Multiple pathways have been proposed as the mechanism by which proteasome inhibition induces cell death. To clarify their relative importance, we performed a genome‐wide siRNA screen to evaluate the genetic determinants that confer sensitivity of the HCT‐116 colon cancer cell line to bortezomib (VELCADE®, PS‐341). The screen identified 100 genes whose knock‐down affects the lethality of bortezomib. From this list, the accumulation of the proteins ASF1B, Myc, ODC1, PMAIP1 (Noxa), BNIP3, Gadd45α, p‐SMC1A, SREBF1, and p53 by proteasome inhibition was linked to the induction of cell death.
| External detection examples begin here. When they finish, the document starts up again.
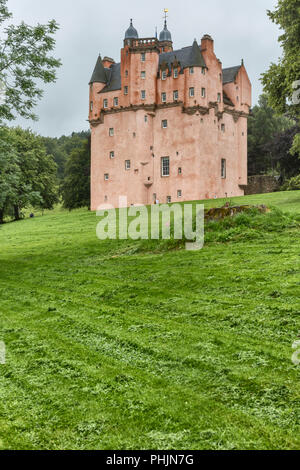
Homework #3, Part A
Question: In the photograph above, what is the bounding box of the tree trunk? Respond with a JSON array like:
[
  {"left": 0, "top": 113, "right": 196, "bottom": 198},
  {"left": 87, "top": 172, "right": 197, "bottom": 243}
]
[{"left": 14, "top": 206, "right": 20, "bottom": 220}]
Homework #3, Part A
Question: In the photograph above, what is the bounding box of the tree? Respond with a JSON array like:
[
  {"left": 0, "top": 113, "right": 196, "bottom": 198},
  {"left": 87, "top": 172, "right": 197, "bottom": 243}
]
[
  {"left": 248, "top": 94, "right": 293, "bottom": 175},
  {"left": 0, "top": 127, "right": 20, "bottom": 224},
  {"left": 0, "top": 0, "right": 60, "bottom": 122},
  {"left": 61, "top": 137, "right": 91, "bottom": 210},
  {"left": 262, "top": 0, "right": 300, "bottom": 119},
  {"left": 4, "top": 127, "right": 58, "bottom": 220}
]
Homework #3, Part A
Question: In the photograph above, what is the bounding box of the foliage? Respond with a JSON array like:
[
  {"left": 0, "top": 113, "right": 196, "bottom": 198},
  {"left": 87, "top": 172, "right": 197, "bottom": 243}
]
[
  {"left": 61, "top": 138, "right": 91, "bottom": 210},
  {"left": 1, "top": 127, "right": 58, "bottom": 220},
  {"left": 262, "top": 0, "right": 300, "bottom": 119},
  {"left": 0, "top": 191, "right": 300, "bottom": 450},
  {"left": 0, "top": 0, "right": 60, "bottom": 122},
  {"left": 282, "top": 175, "right": 300, "bottom": 191},
  {"left": 248, "top": 94, "right": 294, "bottom": 175}
]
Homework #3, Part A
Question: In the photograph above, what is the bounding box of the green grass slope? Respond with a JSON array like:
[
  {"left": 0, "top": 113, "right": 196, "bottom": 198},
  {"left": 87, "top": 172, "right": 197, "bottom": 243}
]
[{"left": 0, "top": 191, "right": 300, "bottom": 449}]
Fifty‐nine genes in the A375 melanoma cell line and 56 genes in the HeLa cervical cancer cell line showed similar interactions with bortezomib to those seen in HCT‐116 and a subset of 39 genes were common to all three cell lines. Finally, knockdown of these 100 genes in HCT‐116 cells similarly affected their responsiveness to a structurally diverse set of proteasome inhibitors. Our results suggest that proteasome inhibition promotes cell death primarily by dysregulating Myc and polyamines, interfering with protein translation, and disrupting essential DNA damage repair pathways, leading to programmed cell death. Citation Information: Mol Cancer Ther 2009;8(12 Suppl):A70.